There are a few predominant factors that guide me in determining when to move the meat birds out of the garage and out on grass.  The first is the age of the birds. I usually try to move them out around the 3 to 4 week old point. The weather plays an important role.  I'm not going to move them out if rainstorms and cold weather are in the forecast.  Finally, the smell or better yet, stench of the birds.

There comes a distinct time at which it doesn't matter how often you clean out and replace the bedding in the brooder, the fowl fouls it up with the quickness.  It is a sickening smell that permeates the garage and when you open the back door, the odor wafts into the house.  Flies become ever present in the garage and they make their way into the house when the door is opened.

Sunday afternoon of this week, I raised the white flag of surrender and transported the birds out of the garage.  Fortunately, the Gorilla Cart wagon was a great help in performing this task and we had the birds moved in 4 trips.

The meat wagon
They were deposited in our newly built chicken tractor out on grass.  Fresh clover was growing, the sun was shining, and it was a good day to be a meat bird.
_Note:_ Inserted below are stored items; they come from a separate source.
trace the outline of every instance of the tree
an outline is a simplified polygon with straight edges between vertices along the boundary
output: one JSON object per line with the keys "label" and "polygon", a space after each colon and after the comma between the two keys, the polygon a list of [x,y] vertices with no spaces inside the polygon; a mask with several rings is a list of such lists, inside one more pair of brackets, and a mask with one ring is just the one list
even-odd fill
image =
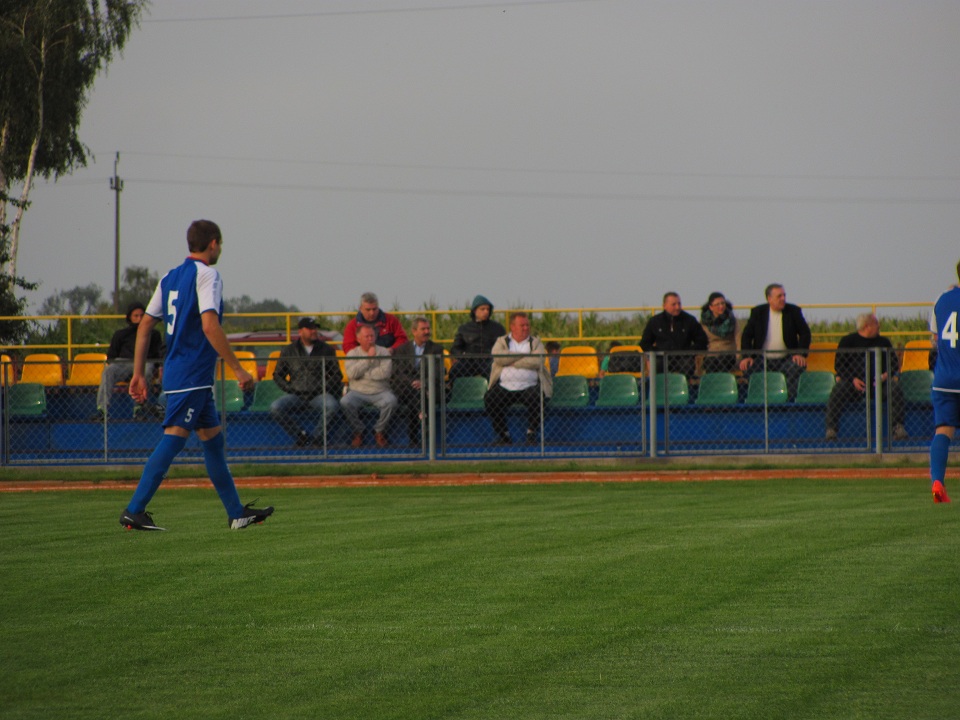
{"label": "tree", "polygon": [[[123,300],[121,311],[127,305],[138,300],[144,305],[150,300],[157,286],[159,276],[148,268],[133,265],[123,271],[120,285],[120,297]],[[96,283],[77,285],[68,290],[58,290],[40,304],[40,315],[59,316],[57,320],[45,320],[35,323],[28,336],[31,344],[62,345],[67,342],[67,320],[65,315],[112,315],[113,304],[104,299],[103,288]],[[71,341],[78,345],[92,345],[110,342],[114,331],[123,326],[123,322],[96,317],[73,319],[70,324]]]}
{"label": "tree", "polygon": [[[9,228],[0,223],[0,316],[23,315],[27,307],[25,297],[17,298],[16,290],[36,290],[37,283],[27,282],[22,277],[8,275],[3,268],[10,259]],[[26,320],[0,320],[0,345],[16,345],[23,342],[30,332]]]}
{"label": "tree", "polygon": [[[23,214],[35,175],[87,164],[78,130],[93,81],[120,52],[147,0],[0,0],[0,226],[7,275],[17,274]],[[10,188],[22,183],[18,198]]]}
{"label": "tree", "polygon": [[144,305],[150,302],[158,282],[160,282],[160,275],[148,267],[131,265],[125,268],[120,282],[120,297],[117,300],[120,312],[126,312],[127,305],[134,301],[142,302]]}
{"label": "tree", "polygon": [[[223,311],[226,313],[295,313],[300,312],[296,305],[286,305],[276,298],[254,300],[249,295],[235,298],[226,298],[223,301]],[[270,330],[277,327],[276,317],[245,317],[230,318],[228,321],[231,330]]]}

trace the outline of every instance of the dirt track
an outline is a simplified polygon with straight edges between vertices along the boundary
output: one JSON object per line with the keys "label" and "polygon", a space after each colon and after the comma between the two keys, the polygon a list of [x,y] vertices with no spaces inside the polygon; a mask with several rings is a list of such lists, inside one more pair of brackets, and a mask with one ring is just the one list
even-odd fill
{"label": "dirt track", "polygon": [[[723,480],[774,480],[804,477],[814,480],[859,480],[865,478],[923,479],[918,468],[807,468],[803,470],[655,470],[626,472],[558,473],[456,473],[437,475],[343,475],[339,477],[237,478],[240,488],[343,488],[343,487],[438,487],[448,485],[548,485],[561,483],[715,482]],[[0,492],[56,490],[132,490],[135,481],[53,481],[0,483]],[[164,481],[165,488],[209,487],[207,478]]]}

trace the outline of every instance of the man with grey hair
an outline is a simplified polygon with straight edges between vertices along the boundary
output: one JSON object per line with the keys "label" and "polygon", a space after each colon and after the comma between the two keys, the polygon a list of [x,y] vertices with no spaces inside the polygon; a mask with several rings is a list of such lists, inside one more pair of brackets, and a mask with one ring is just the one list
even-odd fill
{"label": "man with grey hair", "polygon": [[906,440],[904,427],[906,409],[903,391],[900,385],[889,382],[900,372],[897,354],[890,341],[880,335],[880,321],[872,313],[857,316],[857,331],[844,336],[837,344],[837,356],[834,368],[837,383],[830,392],[827,402],[827,440],[837,439],[837,429],[843,409],[850,403],[862,400],[864,395],[876,387],[874,348],[880,348],[880,396],[886,401],[890,391],[890,415],[893,421],[893,439]]}
{"label": "man with grey hair", "polygon": [[[423,445],[423,421],[427,403],[436,405],[443,394],[443,346],[432,339],[430,321],[420,316],[410,324],[413,339],[398,347],[393,353],[393,392],[407,414],[407,439],[410,447]],[[427,355],[434,356],[434,386],[427,383]]]}
{"label": "man with grey hair", "polygon": [[397,396],[390,390],[393,361],[386,348],[375,344],[373,328],[369,325],[361,325],[357,330],[357,342],[359,345],[347,353],[345,364],[350,389],[340,398],[340,407],[353,428],[353,441],[350,444],[355,448],[363,445],[365,427],[360,410],[366,405],[377,408],[380,416],[373,430],[377,447],[385,448],[390,444],[387,427],[398,404]]}
{"label": "man with grey hair", "polygon": [[373,337],[377,345],[387,348],[391,353],[407,341],[407,333],[403,325],[390,313],[380,309],[380,301],[372,292],[365,292],[360,296],[360,309],[357,316],[347,323],[343,329],[343,351],[353,350],[357,342],[357,328],[368,325],[373,328]]}

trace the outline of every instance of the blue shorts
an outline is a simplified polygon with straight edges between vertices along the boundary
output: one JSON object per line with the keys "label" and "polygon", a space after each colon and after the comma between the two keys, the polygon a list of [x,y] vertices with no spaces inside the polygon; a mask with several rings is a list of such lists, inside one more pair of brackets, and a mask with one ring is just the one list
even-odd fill
{"label": "blue shorts", "polygon": [[960,393],[931,390],[933,426],[960,427]]}
{"label": "blue shorts", "polygon": [[220,413],[213,399],[213,388],[187,392],[167,393],[167,413],[163,426],[182,427],[184,430],[215,428],[220,425]]}

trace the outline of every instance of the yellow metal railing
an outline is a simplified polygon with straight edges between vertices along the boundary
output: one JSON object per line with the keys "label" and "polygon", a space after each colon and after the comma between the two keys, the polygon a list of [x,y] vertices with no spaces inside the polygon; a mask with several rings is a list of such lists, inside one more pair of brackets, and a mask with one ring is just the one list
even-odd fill
{"label": "yellow metal railing", "polygon": [[[829,311],[837,310],[842,311],[846,319],[853,320],[853,317],[863,313],[863,312],[872,312],[876,313],[883,319],[885,313],[889,313],[891,310],[897,310],[901,314],[904,310],[916,310],[919,315],[924,315],[929,312],[932,307],[930,302],[896,302],[896,303],[887,303],[887,302],[872,302],[872,303],[807,303],[802,305],[803,309],[809,313],[809,311]],[[534,331],[538,330],[537,326],[540,325],[540,332],[538,333],[542,340],[557,340],[561,342],[576,342],[578,344],[582,343],[602,343],[609,342],[611,340],[618,340],[620,342],[635,343],[640,339],[639,334],[622,334],[622,333],[606,333],[606,334],[588,334],[585,332],[585,325],[603,323],[603,322],[612,322],[617,318],[629,319],[632,316],[636,315],[651,315],[653,313],[660,312],[661,308],[659,306],[640,306],[640,307],[602,307],[602,308],[515,308],[507,310],[496,310],[494,313],[495,318],[498,321],[503,322],[504,325],[507,324],[507,320],[511,313],[516,310],[523,310],[534,316]],[[691,312],[695,316],[699,314],[699,307],[688,307],[688,312]],[[741,324],[746,321],[746,314],[748,312],[747,307],[738,308],[738,317],[740,318]],[[286,313],[226,313],[224,315],[224,326],[227,332],[240,331],[240,328],[231,327],[232,321],[241,320],[241,319],[253,319],[261,320],[263,322],[258,323],[258,326],[270,326],[272,325],[275,329],[282,331],[286,335],[286,339],[289,342],[291,338],[295,337],[297,334],[296,325],[297,321],[301,317],[315,317],[321,321],[322,324],[325,324],[331,328],[342,329],[346,323],[355,315],[355,311],[339,311],[339,312],[286,312]],[[391,314],[402,317],[404,320],[409,321],[410,319],[417,316],[424,316],[431,321],[431,324],[434,327],[434,340],[439,343],[450,343],[453,341],[452,334],[449,337],[443,335],[442,329],[444,326],[447,328],[455,328],[458,324],[465,322],[469,316],[469,312],[461,308],[448,308],[448,309],[424,309],[424,310],[394,310],[391,311]],[[603,318],[606,317],[606,320]],[[16,351],[20,354],[26,354],[31,352],[52,352],[52,351],[65,351],[63,354],[66,360],[72,360],[73,356],[77,352],[85,352],[89,350],[105,350],[110,343],[110,337],[104,337],[102,342],[93,342],[93,343],[82,343],[77,342],[74,338],[77,335],[76,324],[81,322],[90,322],[97,320],[117,320],[122,321],[124,319],[123,315],[30,315],[30,316],[0,316],[0,321],[5,320],[26,320],[29,322],[36,323],[55,323],[55,322],[66,322],[66,342],[63,343],[51,343],[51,344],[32,344],[32,345],[0,345],[0,353],[9,353],[11,351]],[[809,318],[808,318],[809,319]],[[840,318],[838,318],[839,320]],[[275,322],[269,322],[270,320],[275,320]],[[325,322],[324,322],[325,321]],[[557,329],[558,324],[562,324],[563,333],[551,332],[552,330]],[[569,332],[571,329],[575,329],[575,332]],[[253,332],[251,330],[251,332]],[[814,338],[819,340],[824,339],[833,339],[838,338],[842,334],[845,334],[847,331],[834,331],[834,332],[815,332]],[[924,339],[929,336],[928,333],[922,330],[890,330],[884,329],[883,334],[891,339],[894,339],[895,344],[899,344],[897,341],[902,340],[906,341],[909,339]],[[255,341],[244,341],[244,345],[273,345],[275,342],[255,342]]]}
Freedom from the confines of the indoor brooder, more elbow room and fresh grass to eat.  Once they were moved, I cleaned out the soiled bedding from the brooder and moved it to the compost pile in the garden.


It was a little chilly and the birds bunched up a bit to signal that they were cold.  To remedy this I put a tarp over the chicken tractor to act as a windbreak.  I also hung two heat lamps from the 1x4 that spanned the top of the tractor.  The birds were happy after that.  I added an additional waterer, bringing the water capacity within the tractor to 3 gallons.  Those birds sure drink a lot of water.  As far as food, they eat a lot of that, too.  I originally placed a pvc rain gutter in the tractor and two days later placed another one.  A pvc rain gutter is the cheapest and best feed trough you can imagine.  You get the biggest bang for your buck using a pvc rain gutter as a feed trough rather than a store-bought one.
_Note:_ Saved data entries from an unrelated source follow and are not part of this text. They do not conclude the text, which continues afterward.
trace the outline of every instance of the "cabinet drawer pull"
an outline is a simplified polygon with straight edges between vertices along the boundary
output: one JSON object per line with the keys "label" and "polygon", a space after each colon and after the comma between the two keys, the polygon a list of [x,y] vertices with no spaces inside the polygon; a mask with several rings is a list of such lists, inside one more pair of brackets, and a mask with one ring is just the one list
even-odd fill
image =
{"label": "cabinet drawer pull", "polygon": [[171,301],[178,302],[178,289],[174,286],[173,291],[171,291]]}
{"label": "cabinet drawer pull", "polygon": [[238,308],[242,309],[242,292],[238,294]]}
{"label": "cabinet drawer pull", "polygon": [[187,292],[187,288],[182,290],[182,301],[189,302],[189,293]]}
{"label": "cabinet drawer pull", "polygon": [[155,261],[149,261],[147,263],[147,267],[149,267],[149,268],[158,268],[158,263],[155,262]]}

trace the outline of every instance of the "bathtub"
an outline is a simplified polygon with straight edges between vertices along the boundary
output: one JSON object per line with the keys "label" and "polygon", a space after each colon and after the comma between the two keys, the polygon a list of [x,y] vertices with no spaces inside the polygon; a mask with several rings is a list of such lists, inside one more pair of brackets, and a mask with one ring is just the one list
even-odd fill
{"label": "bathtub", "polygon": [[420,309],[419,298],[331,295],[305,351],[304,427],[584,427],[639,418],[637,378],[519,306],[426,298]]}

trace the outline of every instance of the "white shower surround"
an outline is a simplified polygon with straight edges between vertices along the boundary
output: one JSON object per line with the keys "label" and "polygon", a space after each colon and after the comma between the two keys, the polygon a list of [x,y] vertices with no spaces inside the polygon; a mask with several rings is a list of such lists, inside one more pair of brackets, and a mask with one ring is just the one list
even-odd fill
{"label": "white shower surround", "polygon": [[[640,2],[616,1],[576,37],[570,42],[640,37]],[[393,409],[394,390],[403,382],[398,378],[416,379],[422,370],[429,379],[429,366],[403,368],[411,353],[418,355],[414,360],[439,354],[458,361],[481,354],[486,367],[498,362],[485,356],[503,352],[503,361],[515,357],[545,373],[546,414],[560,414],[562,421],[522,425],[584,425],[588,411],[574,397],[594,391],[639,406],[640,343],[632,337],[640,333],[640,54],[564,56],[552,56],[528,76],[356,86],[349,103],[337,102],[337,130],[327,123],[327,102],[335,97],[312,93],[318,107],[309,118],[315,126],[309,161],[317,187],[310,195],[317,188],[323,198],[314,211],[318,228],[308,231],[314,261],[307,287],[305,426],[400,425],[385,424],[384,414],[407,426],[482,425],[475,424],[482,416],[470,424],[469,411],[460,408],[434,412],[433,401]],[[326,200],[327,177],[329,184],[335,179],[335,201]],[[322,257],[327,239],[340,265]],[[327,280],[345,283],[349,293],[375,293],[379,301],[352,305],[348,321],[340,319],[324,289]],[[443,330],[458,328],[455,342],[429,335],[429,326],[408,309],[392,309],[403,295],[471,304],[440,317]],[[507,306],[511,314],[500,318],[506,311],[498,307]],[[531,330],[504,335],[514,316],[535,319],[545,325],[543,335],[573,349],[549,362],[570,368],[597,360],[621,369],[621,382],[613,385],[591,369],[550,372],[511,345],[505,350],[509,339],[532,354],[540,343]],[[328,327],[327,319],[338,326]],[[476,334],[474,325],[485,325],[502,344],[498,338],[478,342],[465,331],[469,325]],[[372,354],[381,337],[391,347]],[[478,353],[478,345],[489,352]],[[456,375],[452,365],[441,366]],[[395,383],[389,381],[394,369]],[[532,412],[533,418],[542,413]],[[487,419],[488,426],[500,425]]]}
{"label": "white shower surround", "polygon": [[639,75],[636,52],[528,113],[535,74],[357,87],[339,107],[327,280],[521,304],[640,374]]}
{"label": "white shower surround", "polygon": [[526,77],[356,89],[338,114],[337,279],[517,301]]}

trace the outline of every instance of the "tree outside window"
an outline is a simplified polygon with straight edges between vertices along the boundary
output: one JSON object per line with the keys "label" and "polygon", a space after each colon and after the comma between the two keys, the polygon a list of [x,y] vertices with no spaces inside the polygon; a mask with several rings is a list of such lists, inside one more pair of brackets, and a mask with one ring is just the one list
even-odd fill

Now each day, I pull the tractor one tractor length so the chickens are on fresh grass each day.  I learned a lesson the hard way that I need to slow down and get Benjamin to come assist when pulling the tractor.  I pulled it too fast Monday afternoon and the birds bunched up and one of the birds died.  A second was stressed and I revived it.  The first bird, however, was beyond saving, so I got my knife and butchered it.  It was exactly the size of a Cornish hen.  That bird now resides in our deep freeze.  In total we've only lost 4 birds.  That isn't bad at all, considering the fatality rates of previous years.